When drive shaft 15 is rotated in the manner as described above, second sliders 34 are also rotated since they are coupled to drive shaft 15 through keys 41. Second slider 34 screwed to stationary socket 43 is coupled to both stationary socket 43 and first slider 27 through screw couplings of different screw directions. Thus, when this second slider 34 is rotated clockwise, it is moved on drive shaft 15 to the right in FIG. 4 to be removed from both stationary socket 43 and first slider 27. Then, adjacent first slider 27 is driven by a reaction force from second slider 34 and is moved on drive shaft 15 to the right similarly to second slider 34.
All the first and second sliders 27, . . . , 27a and 34 mounted on drive shaft 15 move in the same manner as these first and second sliders 27 and 34. Therefore, the intervals of first sliders 27 are widened in accordance with the rotating angle of drive shaft 15. Thus, the gaps of arcuated plates 51 of basket 50 that are coupled to corresponding first sliders, i.e., cutting gaps 54 are also widened in the axial direction of drive shaft 15. In this case, since pneumatic cylinder 45 is pressurized in the direction to extend its piston rod, each slider can be moved smoothly by the extending operation of cylinder 45.

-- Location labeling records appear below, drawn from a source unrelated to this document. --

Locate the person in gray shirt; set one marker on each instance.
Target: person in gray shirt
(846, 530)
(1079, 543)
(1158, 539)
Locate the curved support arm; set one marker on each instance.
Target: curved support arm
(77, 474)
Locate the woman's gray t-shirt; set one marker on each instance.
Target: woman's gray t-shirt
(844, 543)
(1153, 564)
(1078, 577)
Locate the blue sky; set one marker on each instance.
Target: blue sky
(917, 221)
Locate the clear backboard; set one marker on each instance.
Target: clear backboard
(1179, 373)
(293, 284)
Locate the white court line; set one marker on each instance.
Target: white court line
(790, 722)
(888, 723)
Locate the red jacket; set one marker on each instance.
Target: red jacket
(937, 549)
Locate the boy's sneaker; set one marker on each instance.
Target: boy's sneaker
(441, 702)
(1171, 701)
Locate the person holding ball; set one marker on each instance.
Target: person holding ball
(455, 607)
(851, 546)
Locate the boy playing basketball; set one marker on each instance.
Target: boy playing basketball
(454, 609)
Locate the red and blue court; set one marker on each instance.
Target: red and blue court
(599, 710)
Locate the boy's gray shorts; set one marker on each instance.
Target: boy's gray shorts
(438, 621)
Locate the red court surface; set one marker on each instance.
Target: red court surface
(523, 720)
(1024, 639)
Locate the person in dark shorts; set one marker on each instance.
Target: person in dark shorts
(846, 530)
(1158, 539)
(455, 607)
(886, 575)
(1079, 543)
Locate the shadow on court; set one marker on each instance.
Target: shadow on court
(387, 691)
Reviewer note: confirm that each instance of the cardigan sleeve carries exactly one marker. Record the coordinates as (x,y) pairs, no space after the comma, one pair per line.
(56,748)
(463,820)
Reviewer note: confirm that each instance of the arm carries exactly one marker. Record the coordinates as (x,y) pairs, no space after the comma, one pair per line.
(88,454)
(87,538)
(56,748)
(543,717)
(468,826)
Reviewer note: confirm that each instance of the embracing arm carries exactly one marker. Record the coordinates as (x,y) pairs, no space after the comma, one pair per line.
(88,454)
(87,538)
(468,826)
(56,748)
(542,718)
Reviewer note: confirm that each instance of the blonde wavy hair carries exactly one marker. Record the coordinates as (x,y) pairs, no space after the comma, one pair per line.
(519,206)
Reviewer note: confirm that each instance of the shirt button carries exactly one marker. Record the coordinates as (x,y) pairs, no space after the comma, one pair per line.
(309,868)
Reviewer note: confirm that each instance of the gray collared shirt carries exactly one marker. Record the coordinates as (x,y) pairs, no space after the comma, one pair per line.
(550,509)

When pneumatic cylinder 45 is pressurized in a direction to contract its piston rod and then drive shaft 15 is rotated in the reverse direction, unlike the above-described case, threshing gaps 54 of basket 50 are reduced in the axial direction of drive shaft 15 as is already apparent from the above description.
Since the thresher according to the present invention has basket 50 with adjustable threshing gaps 54, when cutting is to be performed, the size of threshing gaps 54 can be easily set in accordance with the kinds of tobacco leaves without a need to exchange the entire basket. As a result, the cutting operation can be performed efficiently.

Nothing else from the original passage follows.